In South Africa, our movies generally have one or two good elements and a dozen bad ones. I’m referring specifically to the movies that don’t have any international influence.
Locally funded and produced movies don’t often have the right people doing the right jobs. For one thing, South Africans try to do everything themselves. Partly it’s an ego thing. Partly it’s a money thing.
Regardless of the reason, there are certain elements in the movie-making process that should be done by people who’ve trained specifically for that job. Having the cinematographer act as director may result in great visuals but poor acting. A cinematographer won’t know how to direct actors. Just like the sound guy shouldn’t be deciding on the lighting.
Granted many people in the industry do double up their talents. If a great cinematographer is also a great director, then props to him or her. I’d hire that person for both roles. It may work out cheaper salary-wise and mean I’ve one less head to feed for three to four weeks of shooting. But if the same person is only so-so at one of those talents, it doesn’t make sense that I’d jeopardise my movie by not hiring an additional professional.
From a business perspective, my budget must be adjusted to allow me to hire the best in their respective field. I may not get the best, but I sure as anything would aim to. A movie that doesn’t make a profit means I will struggle to make my next movie. At a low budget estimate of just over a million, funding my own movie will very rarely be an option, and investors are loathe to invest following a failed project.
Yet, South African movie-makers seem to not understand this simple concept. I’ve come across far too many people who are more keen to just get their movie made than to get it done right.

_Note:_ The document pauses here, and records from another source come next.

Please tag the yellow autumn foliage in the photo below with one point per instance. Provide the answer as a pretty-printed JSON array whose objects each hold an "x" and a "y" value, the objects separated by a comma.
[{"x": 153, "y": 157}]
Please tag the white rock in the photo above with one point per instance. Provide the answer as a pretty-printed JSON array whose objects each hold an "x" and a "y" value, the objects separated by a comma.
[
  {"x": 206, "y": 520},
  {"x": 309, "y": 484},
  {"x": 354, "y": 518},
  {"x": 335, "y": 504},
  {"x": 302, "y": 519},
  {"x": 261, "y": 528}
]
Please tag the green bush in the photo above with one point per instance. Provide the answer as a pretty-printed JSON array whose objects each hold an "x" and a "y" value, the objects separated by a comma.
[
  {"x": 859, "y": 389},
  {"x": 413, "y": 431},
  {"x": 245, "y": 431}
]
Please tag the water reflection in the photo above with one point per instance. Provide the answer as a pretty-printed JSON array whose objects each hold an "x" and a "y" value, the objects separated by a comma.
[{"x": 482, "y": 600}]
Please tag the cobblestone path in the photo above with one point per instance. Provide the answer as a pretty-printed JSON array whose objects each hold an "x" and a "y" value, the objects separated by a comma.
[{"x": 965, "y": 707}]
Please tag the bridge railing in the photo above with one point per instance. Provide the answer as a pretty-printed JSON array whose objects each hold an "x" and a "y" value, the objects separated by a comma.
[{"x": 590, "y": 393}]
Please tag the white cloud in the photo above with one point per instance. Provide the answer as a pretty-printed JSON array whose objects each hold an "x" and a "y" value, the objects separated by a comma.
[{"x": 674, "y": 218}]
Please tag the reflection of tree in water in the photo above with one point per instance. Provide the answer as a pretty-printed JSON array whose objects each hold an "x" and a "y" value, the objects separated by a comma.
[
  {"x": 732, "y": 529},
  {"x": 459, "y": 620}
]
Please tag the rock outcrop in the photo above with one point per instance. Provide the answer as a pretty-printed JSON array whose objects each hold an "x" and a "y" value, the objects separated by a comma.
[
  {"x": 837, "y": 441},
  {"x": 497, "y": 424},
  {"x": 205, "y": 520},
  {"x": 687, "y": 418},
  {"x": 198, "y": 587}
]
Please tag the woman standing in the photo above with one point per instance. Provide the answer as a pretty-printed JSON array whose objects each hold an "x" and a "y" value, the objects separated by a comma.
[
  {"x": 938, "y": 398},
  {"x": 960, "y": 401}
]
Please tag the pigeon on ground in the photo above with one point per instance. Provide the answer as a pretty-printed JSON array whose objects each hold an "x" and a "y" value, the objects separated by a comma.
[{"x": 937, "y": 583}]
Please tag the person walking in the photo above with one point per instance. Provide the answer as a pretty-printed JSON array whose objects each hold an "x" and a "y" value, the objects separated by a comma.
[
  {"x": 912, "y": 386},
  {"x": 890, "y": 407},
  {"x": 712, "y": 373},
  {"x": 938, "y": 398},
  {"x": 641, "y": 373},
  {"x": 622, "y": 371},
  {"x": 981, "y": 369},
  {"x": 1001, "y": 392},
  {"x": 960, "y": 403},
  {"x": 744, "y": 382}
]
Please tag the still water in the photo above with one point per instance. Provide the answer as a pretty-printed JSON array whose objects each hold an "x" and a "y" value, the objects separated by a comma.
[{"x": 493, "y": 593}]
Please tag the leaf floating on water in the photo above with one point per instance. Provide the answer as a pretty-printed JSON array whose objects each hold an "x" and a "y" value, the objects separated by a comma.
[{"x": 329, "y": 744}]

There are so many elements to a movie that nobody can do it on their own. You need to be an great dialogue writer, a great director and a great and well organised producer. And even then, even if you are the best editor in the business, it would still be essential to hire someone for post-production simply to get an outside perspective.
Getting too involved in one’s own project is a sure-fire way to create a flawed product. After six to twelve months, a movie-maker loses objectivity. At almost every step of the project, having fresh input from qualified professionals is essential to developing a commercially marketable project.
Local movie-makers seem to forget or simply not realise this, resulting in sub-standard stories that they think are over-the-top amazing.
This has turned into a bit of a rant but the point remains: you cannot do it yourself. If you’re a movie-maker, put your ego aside, properly work out your budget and hire the right people for the job.